Many JSON parsers has flags to enable comment parsing (and someone went ahead and made a "standard" called JWCC that seems to be more or less what these parsers accept)
I think that is a good tradeoff, JSON being strict for data interop with the possibility of enabling comments for those cases where people use it for configuration (and specifying it as JWCC)
Pride in creating a "generic" system that can be configured to do all kinds of new things "without touching the code." Reality check: only one or two programmers understand how to modify the config file, and changes have to go through the same life cycle as a code change, so you haven't gained anything. You've only made it harder to onboard new programmers to the project.
Hope that if certain logic is encoded in config files, then it can never get complicated. Reality check: product requirements do not magically become simpler because of your implementation decisions.
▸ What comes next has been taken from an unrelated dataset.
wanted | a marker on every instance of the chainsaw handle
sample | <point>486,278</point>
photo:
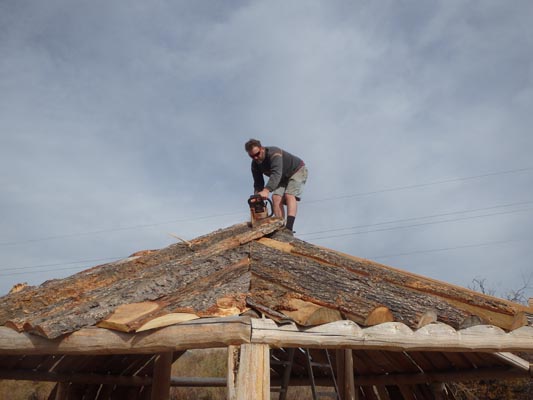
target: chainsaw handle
<point>271,207</point>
The config file will become as expressive as necessary to fulfill the requirements, and the code to translate the config file into runtime behavior will become much more complex than if you had coded the logic directly.
Hope that you can get non-programmers to code review your business logic. Reality check: the DSL you embedded in your config file isn't as "human readable" as you think it is. Also, they're not going to sign up for a Github account and learn how to review a PR so they can do your job for you.
Marketing your product as a "no code" solution. Reality check: none for you; this is great! Your customers, on the other hand, are going to find out that "no code" means "coding in something that was never meant to be a programming language."